Yıllar ne de çabuk geçiyor. Zaman sudan hızlı… Bir varmış, bir yokmuş dedikleri ne de doğru… Hani insanın çocukluğu?..

Dünya labirentinin tam ortasına doğuyor her yeni beden… Yüzmeyi bilmeyen bir insanın cankurtaranını beklediği gibi bekliyor,bu dolambaçtan elinden tutup çıkaracak olanını… Her bir çabalayışın hüsran, sonu çıkmaz bir yol. 

Gözlerinden akan damla damla gözyaşının selinde boğuluyor insan… Yüreğinin suskun dili kelimeleri boşa sarf etmekten hiç çekinmiyor. Yine çetrefilli bir hâl ve senin yanında olan kimse yok. 

Dedim ya hani zaman senden çok şey çalıyor diye… Her olayın koynuna gizlenmiş iki neden… Seçim kendi elinde gibi gözükse bile kendiliğinden gelişen hadiseler bir yaprak gibi savuruyor duyguları… 

İlk gözler konuşur hâlbuki… En derinden sorgularcasına… Zaman mı akıp giden? Yoksa dalgalara kafa tutan hırçınlığın mı bizi kasıp kavuran?..Kolay olmasa bile en zoru başarmak düşüncem… Oldum olası ortaları hiç sevmemişimdir zaten. Ya uçsuz bucaksız sonsuzdur hissettiklerim ya da en dibidir karanlık kuyunun çıkmazları…

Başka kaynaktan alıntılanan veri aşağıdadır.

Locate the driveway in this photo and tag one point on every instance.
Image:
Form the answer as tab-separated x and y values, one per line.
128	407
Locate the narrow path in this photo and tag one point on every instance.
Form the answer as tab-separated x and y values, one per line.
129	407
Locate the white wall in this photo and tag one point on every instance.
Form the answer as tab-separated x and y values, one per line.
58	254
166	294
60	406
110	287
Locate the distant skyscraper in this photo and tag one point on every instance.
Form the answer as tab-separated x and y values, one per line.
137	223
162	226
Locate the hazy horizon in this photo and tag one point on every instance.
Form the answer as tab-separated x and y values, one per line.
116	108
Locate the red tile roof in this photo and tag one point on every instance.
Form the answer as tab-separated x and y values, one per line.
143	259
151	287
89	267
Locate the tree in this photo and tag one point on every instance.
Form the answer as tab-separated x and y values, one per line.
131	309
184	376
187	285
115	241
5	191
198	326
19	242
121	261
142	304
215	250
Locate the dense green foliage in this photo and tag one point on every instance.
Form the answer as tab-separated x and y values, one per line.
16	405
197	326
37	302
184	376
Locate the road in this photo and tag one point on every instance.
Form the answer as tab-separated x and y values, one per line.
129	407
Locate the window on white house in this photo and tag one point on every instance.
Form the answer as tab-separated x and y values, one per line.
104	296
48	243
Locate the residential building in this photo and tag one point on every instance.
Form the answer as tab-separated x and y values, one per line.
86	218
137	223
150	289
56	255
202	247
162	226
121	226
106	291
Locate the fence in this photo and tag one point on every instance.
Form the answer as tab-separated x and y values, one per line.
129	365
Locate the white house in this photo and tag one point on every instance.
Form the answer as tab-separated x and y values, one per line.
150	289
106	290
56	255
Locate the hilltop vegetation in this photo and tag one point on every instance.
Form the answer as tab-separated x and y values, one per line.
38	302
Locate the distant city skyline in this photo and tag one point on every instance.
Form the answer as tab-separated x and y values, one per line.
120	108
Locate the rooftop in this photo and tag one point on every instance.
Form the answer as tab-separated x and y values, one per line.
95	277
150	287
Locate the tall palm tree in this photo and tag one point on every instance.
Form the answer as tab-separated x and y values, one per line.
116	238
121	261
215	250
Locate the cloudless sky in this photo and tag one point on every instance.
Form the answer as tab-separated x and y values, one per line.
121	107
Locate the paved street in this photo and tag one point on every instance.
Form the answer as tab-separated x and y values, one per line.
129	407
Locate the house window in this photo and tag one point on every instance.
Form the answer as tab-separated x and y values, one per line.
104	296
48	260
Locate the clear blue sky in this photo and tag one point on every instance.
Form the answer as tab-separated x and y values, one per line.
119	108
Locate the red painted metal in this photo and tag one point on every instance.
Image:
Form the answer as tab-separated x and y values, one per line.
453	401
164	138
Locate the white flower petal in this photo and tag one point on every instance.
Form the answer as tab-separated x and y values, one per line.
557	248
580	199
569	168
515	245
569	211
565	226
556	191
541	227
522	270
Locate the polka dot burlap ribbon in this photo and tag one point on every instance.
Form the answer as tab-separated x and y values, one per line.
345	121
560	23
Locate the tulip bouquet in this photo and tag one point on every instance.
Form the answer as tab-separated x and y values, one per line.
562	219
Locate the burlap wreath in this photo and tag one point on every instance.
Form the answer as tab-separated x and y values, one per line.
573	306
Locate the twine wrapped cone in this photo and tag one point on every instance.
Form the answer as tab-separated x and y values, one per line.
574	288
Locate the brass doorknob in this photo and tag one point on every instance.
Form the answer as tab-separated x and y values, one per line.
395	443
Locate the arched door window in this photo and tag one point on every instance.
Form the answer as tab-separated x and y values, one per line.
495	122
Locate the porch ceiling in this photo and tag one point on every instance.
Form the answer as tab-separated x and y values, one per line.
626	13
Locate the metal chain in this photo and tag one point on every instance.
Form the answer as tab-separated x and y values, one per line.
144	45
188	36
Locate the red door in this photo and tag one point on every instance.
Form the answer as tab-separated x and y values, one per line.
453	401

Kalbimden bir şeyin kopması bedeldi her şeye… Mutluluğuma da, hüznüme de dokunmasına izin vermem hiçbir el izinin. Hayatı kendim yaşarım! Derin mi derin… Bazen yüzüm güler, içimde fırtınalar kopar ama saklarım. Kuyu gibidir içim. 

Sirkem kendime zarar da olsa, sonunu bilsem de; kendiisteklerimden, tutkumdan vazgeçmem. Hayatı, yakasından tuttuğum gibi gönlüm nereyi istersegiderim.Günlerce, aylarca hatta ömrümce büyütürüm hayallerimi içimde… Yıllandıkça yıllanır umudum da, düşlerimde… 

Siyahıma beyaz dediğim anda yeniden doğarım küllerimden… Usanmadan! Gücümü acımdan, sevgimi merhametimden, güvenimi şüphemden alırım. Tuhafım! Biliyorum ama hayatımda yaşanılası güzellikler saklı…

Çoğu zaman kelimelere sığınmam, sessizliğin koynunda avutmak isterim duygularımı… Susmanın konuşmaktan daha çok şey anlattığının farkındayım.  

Gel hadi yazı dostum! İki hasbihal edelim. Gönlümün kıyısına oturup duygu denizinin içine sokalım düşünceleri… Serinliği, demli bir çaydan çıkan dumanla harmanlayalım. Öyle ayaküstü alelacele değil; derinine inerek, uzun uzadıya tartalım hayatı… 

Dilimizin kıyılarına vurmamış, yürek suskunluklarımızı geceye haykıralım… Yankı tekrar etsin bizi hayat gibi… Zaten cevap vermesini bekleyen de yok ki!..

Deniz olduğum doğrudur. Dalgalarımla nasıl baş ettiğimi bir ben bilirim. Kaç duygu kayığı alabora oldu içimde… Cankurtarana meyletmedim. Sadece uzaktan seyrettim. Buğulu bir hayat penceresi suratıma kapandı. Daha çok cesaretlendim. 

Steinbeck’in de dediği gibi; “İnsan olmak kolay değildir, hele ki insanca yaşanabilecek bir toplum düzeni yoksa!”

Ne düşündüğüm, yüreğimin suskun dilinin bana ne fısıldadığı kimin umurunda?.. Herkes kendi hayatının peşine düşmüş koşmakta… Önümüze gelene gülelim biz en iyisi… “Deli gibi mi?” diye sorarsanız; hayır, akıllı gibi gülelim. Zaten psikolojik problemi olan insanların yüzde doksanı somurtuyormuş. Demek ki gülmek; delilik değil, zekâ belirtisidir. Önümüze gelene gülelim ki insanlar neden güldüğümüzü, zevk aldığımızı merak etsin. 

Hayat işte; derme çatma, kırık dökük… Eni iyisi gülüp geçelim.

Kurban Bayramınızı en içten dileklerle kutlarım, ibadetinizin kabul olmasını dilerim. Mutlulukla kalın.